Would Ukrainians be willing to share the deposits and mines with the US in exchange for peace, even if it means to be ‘economically’ colonised by a new strong power?

 

The correspondent of ‘Sky news’, Ed Conway, accessed one of the mines in the North-West of Ukraine, 200 kilometres from Kyiv. Group DF has been excavating this mine for more than 15 years and has barely scratched the surface by now. The director of the company, Dmytro Holik, claimed that it would take at least 200 years to extract all the titanium ore from across Ukraine. As regards the ‘mineral deal’ he said that he would welcome America or any other country which is willing to invest into Ukraine to improve the country’s ability to extract its mineral reserves. "If a major international investor steps in - one with a long-term vision, not just for five or 10 years, but for 40 to 50 years - it would be a game-changer" – added Dmytro.

What is the European position on the ‘deal’? On the third anniversary of this war, Britain’s ousted ex-Prime Minister, Boris Johnson arrived in Ukraine on 24th February and told the BBC in Kyiv that the deal offered by the US was ‘a great prize’ because it would secure ‘a United States commitment under Donald Trump to a free, sovereign and secure Ukraine’.

 

What is clear now is that this deal is more necessary for Ukraine than many Ukrainians realise. It’s not just about the ceasefire but also about the investments that could help Ukraine recover after the brutal war by developing its deposits, mines and natural resources, and establishing trade and connections with other countries. Otherwise, all those deposits could slowly and quietly end-up in the pockets of Russian oligarchs once more! 

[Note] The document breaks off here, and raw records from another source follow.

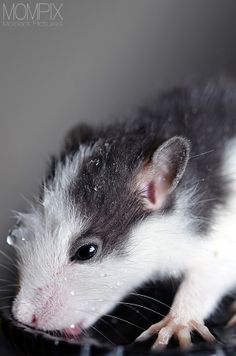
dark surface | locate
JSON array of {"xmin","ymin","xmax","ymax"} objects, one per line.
[{"xmin": 0, "ymin": 283, "xmax": 236, "ymax": 356}]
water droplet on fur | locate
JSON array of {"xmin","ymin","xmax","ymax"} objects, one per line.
[{"xmin": 7, "ymin": 235, "xmax": 16, "ymax": 246}]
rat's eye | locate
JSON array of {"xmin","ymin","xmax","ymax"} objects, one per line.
[{"xmin": 72, "ymin": 243, "xmax": 98, "ymax": 261}]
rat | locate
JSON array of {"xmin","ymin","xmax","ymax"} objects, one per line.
[{"xmin": 7, "ymin": 80, "xmax": 236, "ymax": 349}]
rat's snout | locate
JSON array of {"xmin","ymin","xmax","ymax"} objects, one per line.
[
  {"xmin": 12, "ymin": 288, "xmax": 55, "ymax": 328},
  {"xmin": 12, "ymin": 298, "xmax": 37, "ymax": 326}
]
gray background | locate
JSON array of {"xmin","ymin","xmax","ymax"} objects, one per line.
[{"xmin": 0, "ymin": 0, "xmax": 236, "ymax": 247}]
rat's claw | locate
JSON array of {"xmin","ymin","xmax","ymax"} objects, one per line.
[{"xmin": 136, "ymin": 315, "xmax": 215, "ymax": 349}]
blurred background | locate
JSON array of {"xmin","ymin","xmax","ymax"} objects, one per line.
[{"xmin": 0, "ymin": 0, "xmax": 236, "ymax": 248}]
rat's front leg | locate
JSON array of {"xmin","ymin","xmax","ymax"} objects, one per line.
[{"xmin": 136, "ymin": 268, "xmax": 230, "ymax": 349}]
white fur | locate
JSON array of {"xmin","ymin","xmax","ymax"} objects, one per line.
[{"xmin": 13, "ymin": 141, "xmax": 236, "ymax": 330}]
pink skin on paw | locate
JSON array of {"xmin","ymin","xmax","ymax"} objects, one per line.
[{"xmin": 136, "ymin": 314, "xmax": 215, "ymax": 349}]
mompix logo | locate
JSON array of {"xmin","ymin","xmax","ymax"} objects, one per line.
[{"xmin": 2, "ymin": 2, "xmax": 63, "ymax": 26}]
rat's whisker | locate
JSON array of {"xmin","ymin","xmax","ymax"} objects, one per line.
[
  {"xmin": 117, "ymin": 302, "xmax": 165, "ymax": 317},
  {"xmin": 104, "ymin": 314, "xmax": 145, "ymax": 330},
  {"xmin": 90, "ymin": 326, "xmax": 115, "ymax": 346}
]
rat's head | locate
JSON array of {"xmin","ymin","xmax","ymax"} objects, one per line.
[{"xmin": 8, "ymin": 137, "xmax": 189, "ymax": 333}]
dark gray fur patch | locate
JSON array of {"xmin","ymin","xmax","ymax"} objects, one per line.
[{"xmin": 44, "ymin": 79, "xmax": 236, "ymax": 253}]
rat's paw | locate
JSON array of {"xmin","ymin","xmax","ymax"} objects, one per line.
[{"xmin": 135, "ymin": 314, "xmax": 215, "ymax": 349}]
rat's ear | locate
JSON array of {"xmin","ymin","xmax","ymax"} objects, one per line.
[{"xmin": 136, "ymin": 136, "xmax": 190, "ymax": 210}]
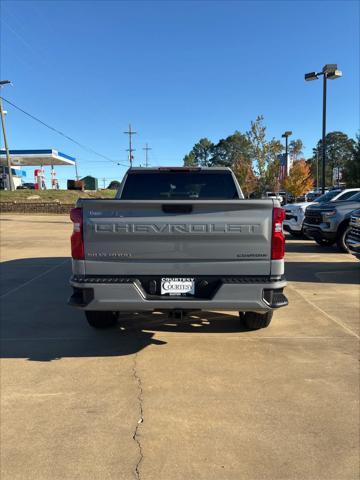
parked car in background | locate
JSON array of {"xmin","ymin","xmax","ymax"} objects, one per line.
[
  {"xmin": 283, "ymin": 188, "xmax": 360, "ymax": 237},
  {"xmin": 261, "ymin": 192, "xmax": 284, "ymax": 205},
  {"xmin": 303, "ymin": 192, "xmax": 360, "ymax": 252},
  {"xmin": 345, "ymin": 208, "xmax": 360, "ymax": 260},
  {"xmin": 16, "ymin": 182, "xmax": 35, "ymax": 190},
  {"xmin": 304, "ymin": 189, "xmax": 326, "ymax": 202}
]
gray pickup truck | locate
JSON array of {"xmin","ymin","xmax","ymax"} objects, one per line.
[
  {"xmin": 69, "ymin": 167, "xmax": 288, "ymax": 329},
  {"xmin": 303, "ymin": 192, "xmax": 360, "ymax": 253}
]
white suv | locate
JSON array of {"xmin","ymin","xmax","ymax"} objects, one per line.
[{"xmin": 283, "ymin": 188, "xmax": 360, "ymax": 237}]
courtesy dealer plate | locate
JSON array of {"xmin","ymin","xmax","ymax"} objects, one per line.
[{"xmin": 161, "ymin": 278, "xmax": 195, "ymax": 295}]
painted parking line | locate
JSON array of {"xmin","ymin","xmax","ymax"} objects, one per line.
[
  {"xmin": 287, "ymin": 285, "xmax": 360, "ymax": 339},
  {"xmin": 0, "ymin": 258, "xmax": 69, "ymax": 298}
]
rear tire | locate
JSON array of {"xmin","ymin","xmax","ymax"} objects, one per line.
[
  {"xmin": 336, "ymin": 225, "xmax": 351, "ymax": 253},
  {"xmin": 85, "ymin": 310, "xmax": 117, "ymax": 328},
  {"xmin": 314, "ymin": 238, "xmax": 335, "ymax": 247},
  {"xmin": 239, "ymin": 311, "xmax": 273, "ymax": 330}
]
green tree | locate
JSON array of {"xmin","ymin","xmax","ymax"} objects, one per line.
[
  {"xmin": 313, "ymin": 132, "xmax": 355, "ymax": 186},
  {"xmin": 183, "ymin": 156, "xmax": 197, "ymax": 167},
  {"xmin": 211, "ymin": 131, "xmax": 251, "ymax": 168},
  {"xmin": 284, "ymin": 159, "xmax": 314, "ymax": 198},
  {"xmin": 184, "ymin": 138, "xmax": 214, "ymax": 167},
  {"xmin": 232, "ymin": 156, "xmax": 258, "ymax": 198},
  {"xmin": 343, "ymin": 133, "xmax": 360, "ymax": 187},
  {"xmin": 247, "ymin": 115, "xmax": 284, "ymax": 193}
]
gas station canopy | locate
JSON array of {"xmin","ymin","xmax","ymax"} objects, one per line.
[{"xmin": 0, "ymin": 149, "xmax": 76, "ymax": 167}]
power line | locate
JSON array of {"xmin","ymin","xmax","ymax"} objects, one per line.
[
  {"xmin": 123, "ymin": 123, "xmax": 137, "ymax": 167},
  {"xmin": 143, "ymin": 143, "xmax": 152, "ymax": 167},
  {"xmin": 1, "ymin": 97, "xmax": 128, "ymax": 167}
]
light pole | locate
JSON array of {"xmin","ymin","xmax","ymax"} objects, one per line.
[
  {"xmin": 0, "ymin": 80, "xmax": 15, "ymax": 190},
  {"xmin": 281, "ymin": 130, "xmax": 292, "ymax": 176},
  {"xmin": 305, "ymin": 63, "xmax": 342, "ymax": 193}
]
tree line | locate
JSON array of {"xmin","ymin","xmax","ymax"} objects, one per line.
[{"xmin": 183, "ymin": 115, "xmax": 360, "ymax": 197}]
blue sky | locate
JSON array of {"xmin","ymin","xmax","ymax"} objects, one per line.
[{"xmin": 1, "ymin": 0, "xmax": 359, "ymax": 185}]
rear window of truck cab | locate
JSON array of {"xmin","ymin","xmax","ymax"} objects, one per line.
[{"xmin": 121, "ymin": 170, "xmax": 240, "ymax": 200}]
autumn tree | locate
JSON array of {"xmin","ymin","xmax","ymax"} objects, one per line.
[
  {"xmin": 343, "ymin": 134, "xmax": 360, "ymax": 187},
  {"xmin": 233, "ymin": 157, "xmax": 258, "ymax": 198},
  {"xmin": 183, "ymin": 156, "xmax": 197, "ymax": 167},
  {"xmin": 284, "ymin": 159, "xmax": 314, "ymax": 199}
]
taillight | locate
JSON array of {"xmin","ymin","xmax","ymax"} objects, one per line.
[
  {"xmin": 70, "ymin": 208, "xmax": 85, "ymax": 260},
  {"xmin": 271, "ymin": 207, "xmax": 286, "ymax": 260}
]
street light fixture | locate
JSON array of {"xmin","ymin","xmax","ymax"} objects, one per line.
[
  {"xmin": 305, "ymin": 63, "xmax": 342, "ymax": 193},
  {"xmin": 0, "ymin": 80, "xmax": 15, "ymax": 190},
  {"xmin": 281, "ymin": 130, "xmax": 292, "ymax": 175}
]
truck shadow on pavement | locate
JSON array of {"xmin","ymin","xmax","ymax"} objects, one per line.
[{"xmin": 0, "ymin": 257, "xmax": 360, "ymax": 362}]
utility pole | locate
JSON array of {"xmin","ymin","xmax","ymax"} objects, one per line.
[
  {"xmin": 124, "ymin": 123, "xmax": 137, "ymax": 168},
  {"xmin": 281, "ymin": 130, "xmax": 292, "ymax": 176},
  {"xmin": 305, "ymin": 63, "xmax": 342, "ymax": 194},
  {"xmin": 143, "ymin": 143, "xmax": 152, "ymax": 167},
  {"xmin": 0, "ymin": 80, "xmax": 15, "ymax": 190}
]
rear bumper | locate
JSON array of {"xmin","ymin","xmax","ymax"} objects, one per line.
[
  {"xmin": 283, "ymin": 217, "xmax": 303, "ymax": 232},
  {"xmin": 69, "ymin": 276, "xmax": 288, "ymax": 312},
  {"xmin": 345, "ymin": 236, "xmax": 360, "ymax": 259}
]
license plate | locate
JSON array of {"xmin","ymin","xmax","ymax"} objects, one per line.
[{"xmin": 161, "ymin": 278, "xmax": 195, "ymax": 295}]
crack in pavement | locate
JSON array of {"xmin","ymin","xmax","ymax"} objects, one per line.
[{"xmin": 133, "ymin": 353, "xmax": 144, "ymax": 480}]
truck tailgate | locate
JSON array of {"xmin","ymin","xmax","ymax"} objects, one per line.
[{"xmin": 81, "ymin": 200, "xmax": 273, "ymax": 275}]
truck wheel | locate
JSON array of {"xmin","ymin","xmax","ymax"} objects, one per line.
[
  {"xmin": 314, "ymin": 238, "xmax": 335, "ymax": 247},
  {"xmin": 85, "ymin": 310, "xmax": 117, "ymax": 328},
  {"xmin": 239, "ymin": 311, "xmax": 273, "ymax": 330},
  {"xmin": 336, "ymin": 225, "xmax": 351, "ymax": 253}
]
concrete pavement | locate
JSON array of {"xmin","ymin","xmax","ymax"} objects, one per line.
[{"xmin": 0, "ymin": 215, "xmax": 360, "ymax": 480}]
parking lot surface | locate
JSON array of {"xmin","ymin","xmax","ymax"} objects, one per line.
[{"xmin": 0, "ymin": 215, "xmax": 360, "ymax": 480}]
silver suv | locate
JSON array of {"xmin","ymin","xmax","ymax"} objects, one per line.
[{"xmin": 304, "ymin": 192, "xmax": 360, "ymax": 252}]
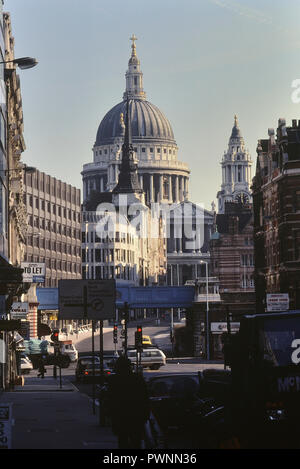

The Ukrainian people were sold down the Dnipro River a long time ago and grey areas remain regarding the precise ownership of the resources and the terms of which they will be divided. 

 

The next time I return to Ukraine, I can only hope that history has not been repeated and I will not be under fire and will not be under threat.

A deal with the Americans could work in the Ukrainians favour if the execution of the deal is fair, and an American economic presence in Ukraine will help to secure the peace and prosperity of Ukraine for many years.

 

One day soon I hope I can fly home to Ukraine (as opposed to the 30 plus hour bus journey via Poland), and that my little suitcase will be joined on the conveyer belt by huge Samsonite cases owned by American metallurgists, miners and businesspeople, whose presence will help to silence the sirens.



Born in Kyiv in 1984, Liliia Shepel studied linguistics before graduating from the National Aviation University with a degree in Engineering. During this time, she gained experience as a trainee at the Antonov Plant, famous for the An-225 Mriya heavy lift air cargo plane destroyed in the early days of the war. She took a second degree at the National Medical University followed by work as a marketing manager for a pharmaceutical company. She moved to UK in March 2022 and is now a trader at Lipmann Walton & Co Ltd.